A lot of (great) performers have been there. In that moment when someone's stone cold passing you by, lashing out - via physical aggression or just a hard stare - becomes a double hit: half "come back here, you fucker, you need this," half "I don't give a damn about doing what you want." Violence is always questionable and we should talk about it, but violence in a performative format can be so refreshing. Plus, I'm pretty sure Meg Remy kicked a bro in the Art Gallery of Ontario.

Aside from that, there's the necessary statement about Remy's ability to belt it out like she's possessed by, I don't know, something supremely mighty and unforgiving.
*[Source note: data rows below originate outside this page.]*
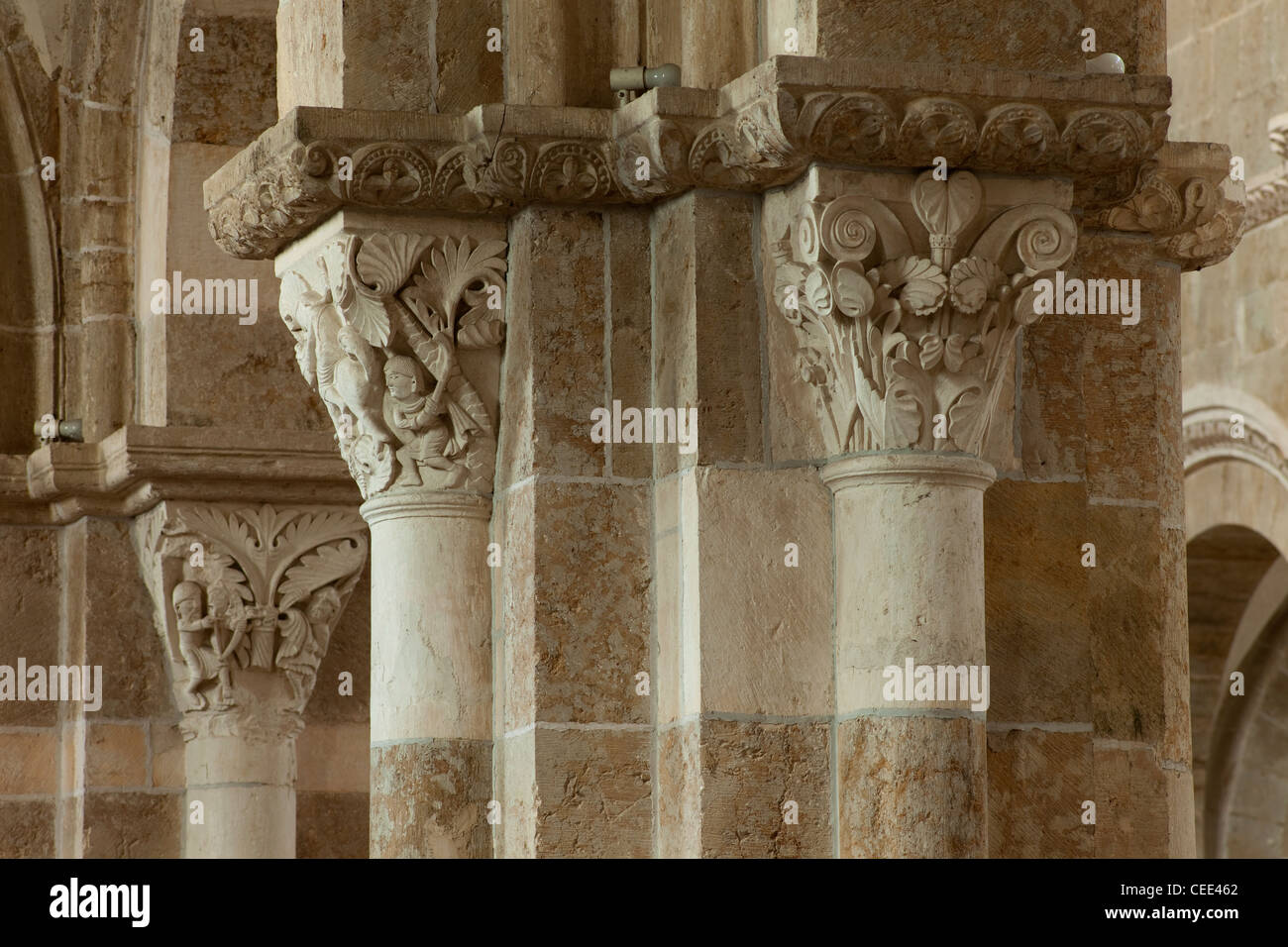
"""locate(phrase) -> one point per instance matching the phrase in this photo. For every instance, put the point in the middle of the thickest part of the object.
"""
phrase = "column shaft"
(910, 574)
(430, 676)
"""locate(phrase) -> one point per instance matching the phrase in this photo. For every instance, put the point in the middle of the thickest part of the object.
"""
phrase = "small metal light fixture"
(51, 429)
(631, 80)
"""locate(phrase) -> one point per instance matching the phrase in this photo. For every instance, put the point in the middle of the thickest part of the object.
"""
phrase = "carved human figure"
(419, 416)
(197, 644)
(304, 641)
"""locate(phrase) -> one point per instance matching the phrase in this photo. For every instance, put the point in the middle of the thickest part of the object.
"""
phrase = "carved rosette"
(245, 598)
(380, 325)
(896, 337)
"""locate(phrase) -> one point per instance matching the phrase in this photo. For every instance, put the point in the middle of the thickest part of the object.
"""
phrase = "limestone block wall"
(666, 677)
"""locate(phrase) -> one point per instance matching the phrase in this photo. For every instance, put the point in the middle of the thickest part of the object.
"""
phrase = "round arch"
(1236, 496)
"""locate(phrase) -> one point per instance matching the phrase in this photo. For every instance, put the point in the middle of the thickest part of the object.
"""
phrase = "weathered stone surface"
(767, 626)
(631, 316)
(133, 825)
(679, 791)
(911, 788)
(1038, 617)
(30, 600)
(226, 94)
(595, 789)
(592, 602)
(554, 373)
(1037, 783)
(119, 630)
(428, 799)
(167, 757)
(750, 772)
(1132, 805)
(116, 754)
(26, 828)
(29, 763)
(330, 825)
(331, 758)
(1127, 639)
(516, 629)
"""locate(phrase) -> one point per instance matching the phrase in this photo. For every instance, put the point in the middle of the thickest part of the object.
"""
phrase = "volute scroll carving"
(894, 339)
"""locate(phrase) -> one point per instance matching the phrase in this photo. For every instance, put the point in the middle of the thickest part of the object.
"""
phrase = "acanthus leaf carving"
(897, 339)
(249, 590)
(378, 324)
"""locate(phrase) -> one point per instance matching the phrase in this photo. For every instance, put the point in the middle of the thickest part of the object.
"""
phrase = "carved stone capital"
(399, 334)
(246, 602)
(1185, 198)
(760, 131)
(906, 331)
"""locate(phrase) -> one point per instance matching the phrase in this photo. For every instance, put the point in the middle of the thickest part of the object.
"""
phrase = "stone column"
(910, 566)
(430, 676)
(398, 325)
(906, 335)
(246, 602)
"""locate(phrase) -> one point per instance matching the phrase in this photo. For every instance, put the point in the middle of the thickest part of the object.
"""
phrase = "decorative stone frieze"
(913, 337)
(760, 131)
(246, 603)
(378, 322)
(1267, 193)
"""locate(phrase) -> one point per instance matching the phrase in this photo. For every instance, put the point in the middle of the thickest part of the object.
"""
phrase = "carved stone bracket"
(760, 131)
(906, 335)
(246, 603)
(1267, 193)
(382, 325)
(1188, 202)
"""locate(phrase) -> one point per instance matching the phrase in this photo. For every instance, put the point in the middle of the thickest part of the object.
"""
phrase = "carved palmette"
(894, 338)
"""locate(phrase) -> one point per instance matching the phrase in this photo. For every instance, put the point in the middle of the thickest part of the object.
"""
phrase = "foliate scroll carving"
(893, 337)
(378, 324)
(752, 136)
(244, 591)
(1267, 193)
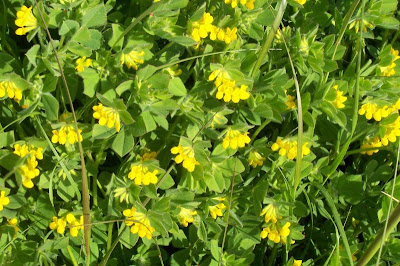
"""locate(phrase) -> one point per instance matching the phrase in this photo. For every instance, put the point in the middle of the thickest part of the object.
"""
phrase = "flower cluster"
(26, 21)
(247, 3)
(375, 142)
(3, 200)
(139, 223)
(141, 175)
(216, 210)
(29, 169)
(148, 156)
(132, 59)
(185, 154)
(82, 63)
(255, 159)
(372, 110)
(289, 148)
(60, 224)
(234, 139)
(66, 133)
(271, 213)
(186, 216)
(11, 90)
(388, 70)
(227, 88)
(276, 232)
(340, 99)
(107, 116)
(301, 2)
(203, 28)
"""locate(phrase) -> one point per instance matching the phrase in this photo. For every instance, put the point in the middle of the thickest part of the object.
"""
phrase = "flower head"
(141, 175)
(3, 200)
(10, 89)
(107, 116)
(66, 133)
(235, 139)
(26, 21)
(289, 148)
(132, 59)
(340, 99)
(217, 210)
(82, 63)
(271, 213)
(186, 216)
(185, 155)
(139, 223)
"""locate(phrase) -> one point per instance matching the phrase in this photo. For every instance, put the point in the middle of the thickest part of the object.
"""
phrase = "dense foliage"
(169, 132)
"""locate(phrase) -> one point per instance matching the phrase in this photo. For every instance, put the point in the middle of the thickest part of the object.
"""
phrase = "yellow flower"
(186, 216)
(66, 133)
(372, 110)
(255, 159)
(10, 89)
(25, 149)
(356, 25)
(139, 223)
(216, 210)
(132, 58)
(297, 262)
(289, 148)
(26, 21)
(82, 62)
(234, 139)
(58, 224)
(141, 175)
(371, 143)
(148, 156)
(340, 99)
(74, 224)
(174, 71)
(122, 193)
(107, 116)
(185, 155)
(276, 232)
(388, 71)
(234, 3)
(29, 171)
(271, 213)
(301, 2)
(3, 200)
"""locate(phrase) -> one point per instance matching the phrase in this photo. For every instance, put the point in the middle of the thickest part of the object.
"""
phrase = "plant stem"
(269, 38)
(85, 187)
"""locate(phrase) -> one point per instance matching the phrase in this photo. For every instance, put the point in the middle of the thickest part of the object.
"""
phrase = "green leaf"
(51, 106)
(69, 26)
(95, 16)
(6, 138)
(123, 143)
(90, 81)
(117, 31)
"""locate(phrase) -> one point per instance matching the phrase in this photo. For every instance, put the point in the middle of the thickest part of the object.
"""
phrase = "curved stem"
(269, 38)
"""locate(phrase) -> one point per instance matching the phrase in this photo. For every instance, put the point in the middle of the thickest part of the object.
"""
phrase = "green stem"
(85, 187)
(71, 255)
(393, 220)
(269, 38)
(109, 251)
(261, 127)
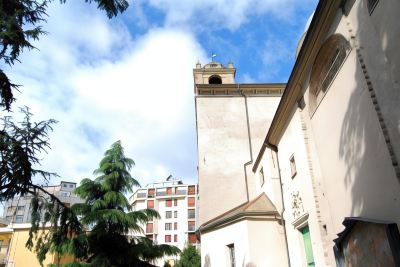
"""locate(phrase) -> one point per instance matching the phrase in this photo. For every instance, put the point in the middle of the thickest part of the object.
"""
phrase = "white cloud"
(102, 86)
(222, 13)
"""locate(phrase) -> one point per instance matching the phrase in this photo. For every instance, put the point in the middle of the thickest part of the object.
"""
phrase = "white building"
(176, 203)
(18, 209)
(310, 177)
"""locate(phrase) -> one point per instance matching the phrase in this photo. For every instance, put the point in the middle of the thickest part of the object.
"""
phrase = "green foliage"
(20, 143)
(190, 257)
(113, 227)
(19, 21)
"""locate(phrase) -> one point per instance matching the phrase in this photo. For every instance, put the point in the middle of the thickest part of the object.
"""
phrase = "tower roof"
(260, 206)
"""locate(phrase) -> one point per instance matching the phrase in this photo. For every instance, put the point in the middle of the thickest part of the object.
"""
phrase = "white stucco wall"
(257, 243)
(359, 178)
(351, 164)
(378, 34)
(293, 144)
(223, 149)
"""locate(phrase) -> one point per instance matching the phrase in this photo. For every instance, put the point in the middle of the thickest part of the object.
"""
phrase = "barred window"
(327, 64)
(371, 4)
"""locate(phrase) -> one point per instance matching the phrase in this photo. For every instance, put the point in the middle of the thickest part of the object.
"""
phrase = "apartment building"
(176, 203)
(15, 226)
(18, 209)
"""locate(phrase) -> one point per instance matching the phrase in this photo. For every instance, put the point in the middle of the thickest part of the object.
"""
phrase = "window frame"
(293, 167)
(327, 64)
(194, 213)
(372, 7)
(168, 214)
(262, 177)
(148, 202)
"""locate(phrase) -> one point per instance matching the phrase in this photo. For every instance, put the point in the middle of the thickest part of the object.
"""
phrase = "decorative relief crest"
(297, 205)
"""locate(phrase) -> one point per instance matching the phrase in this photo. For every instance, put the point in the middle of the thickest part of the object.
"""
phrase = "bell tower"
(231, 122)
(214, 73)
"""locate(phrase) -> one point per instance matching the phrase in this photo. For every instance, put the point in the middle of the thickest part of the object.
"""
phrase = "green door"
(307, 246)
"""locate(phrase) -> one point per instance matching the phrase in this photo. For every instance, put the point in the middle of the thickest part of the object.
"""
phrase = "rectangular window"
(191, 226)
(371, 4)
(65, 194)
(305, 232)
(151, 192)
(231, 249)
(169, 190)
(191, 214)
(192, 238)
(262, 179)
(293, 166)
(191, 202)
(191, 190)
(149, 227)
(150, 204)
(19, 218)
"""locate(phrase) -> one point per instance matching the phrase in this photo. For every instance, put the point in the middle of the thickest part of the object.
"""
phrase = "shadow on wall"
(207, 261)
(361, 140)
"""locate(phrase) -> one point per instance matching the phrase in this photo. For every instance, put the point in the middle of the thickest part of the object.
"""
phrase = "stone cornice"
(320, 24)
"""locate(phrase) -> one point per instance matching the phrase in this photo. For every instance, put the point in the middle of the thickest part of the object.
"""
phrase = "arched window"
(215, 79)
(329, 59)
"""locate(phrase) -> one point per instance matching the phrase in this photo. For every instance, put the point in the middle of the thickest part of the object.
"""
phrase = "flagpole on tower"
(213, 56)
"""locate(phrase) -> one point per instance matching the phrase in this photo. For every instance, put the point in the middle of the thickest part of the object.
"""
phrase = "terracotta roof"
(260, 206)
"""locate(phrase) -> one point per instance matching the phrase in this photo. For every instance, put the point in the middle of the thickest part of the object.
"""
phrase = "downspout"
(273, 147)
(250, 145)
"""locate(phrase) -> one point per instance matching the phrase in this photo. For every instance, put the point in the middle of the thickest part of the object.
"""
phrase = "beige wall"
(378, 34)
(20, 256)
(300, 189)
(223, 149)
(257, 243)
(356, 167)
(343, 163)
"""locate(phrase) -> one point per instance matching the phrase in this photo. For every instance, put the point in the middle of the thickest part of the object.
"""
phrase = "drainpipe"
(274, 148)
(250, 145)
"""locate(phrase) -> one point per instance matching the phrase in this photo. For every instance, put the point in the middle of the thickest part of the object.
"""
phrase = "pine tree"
(112, 227)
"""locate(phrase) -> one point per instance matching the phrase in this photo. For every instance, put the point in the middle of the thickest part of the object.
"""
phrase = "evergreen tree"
(112, 227)
(190, 257)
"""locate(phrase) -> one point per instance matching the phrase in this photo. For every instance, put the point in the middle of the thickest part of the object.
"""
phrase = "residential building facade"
(176, 204)
(18, 209)
(15, 226)
(329, 157)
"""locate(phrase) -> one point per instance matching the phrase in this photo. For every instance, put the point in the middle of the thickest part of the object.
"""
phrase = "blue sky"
(130, 78)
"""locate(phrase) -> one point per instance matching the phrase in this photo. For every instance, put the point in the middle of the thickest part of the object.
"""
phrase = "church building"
(306, 173)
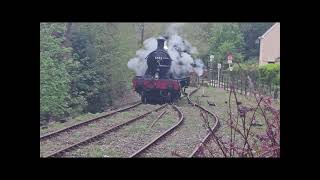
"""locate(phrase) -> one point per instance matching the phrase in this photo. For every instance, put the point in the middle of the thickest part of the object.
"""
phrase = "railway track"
(55, 133)
(147, 149)
(100, 135)
(162, 135)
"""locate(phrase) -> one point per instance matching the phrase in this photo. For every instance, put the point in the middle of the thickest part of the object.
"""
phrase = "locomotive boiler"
(158, 85)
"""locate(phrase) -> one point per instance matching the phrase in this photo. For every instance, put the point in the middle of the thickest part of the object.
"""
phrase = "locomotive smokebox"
(160, 43)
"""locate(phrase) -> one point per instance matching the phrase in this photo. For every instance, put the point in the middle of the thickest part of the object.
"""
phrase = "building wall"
(270, 45)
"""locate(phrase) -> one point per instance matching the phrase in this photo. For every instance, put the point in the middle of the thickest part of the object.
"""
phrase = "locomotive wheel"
(144, 99)
(169, 98)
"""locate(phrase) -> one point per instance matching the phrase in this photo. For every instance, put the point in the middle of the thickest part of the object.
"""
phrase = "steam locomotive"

There's also my quick admission that I'm still completely in awe of what she and MacKenzie are doing right now. During both sets it sounded like the speakers were busted or inadequate, but at least a good portion of that was deliberate sound, steeping pop ideas in the heavy sludge of cultural commentary.

AGO First Thursday

A couple of blinged-out attendees in the front row wearing bodycon dresses lost their minds after Remy pointed a light at them, dancing like mad people and mouthing words to songs they may or may not have known (OK, who doesn't love "The Boy is Mine"). It hit home how the solo experimental pop thing might not have been the best fit for the largely King Westian crowd, but both musicians made some new fans on Thursday, and now MacKenzie and Remy get to say they've played at the AGO.

AGO First Thursday

Remy (who was mad or playing mad, remember) turned on the crowd at one point. "Art doesn't excite you anymore? Art doesn't excite me anymore either." If you missed this, you were in line for a drink. "Art" with a capital A largely doesn't excite me like it used to, but Petra Glynt and U.S. Girls are two artists who constantly have me confronting challenging ideas, and swaying to their beat.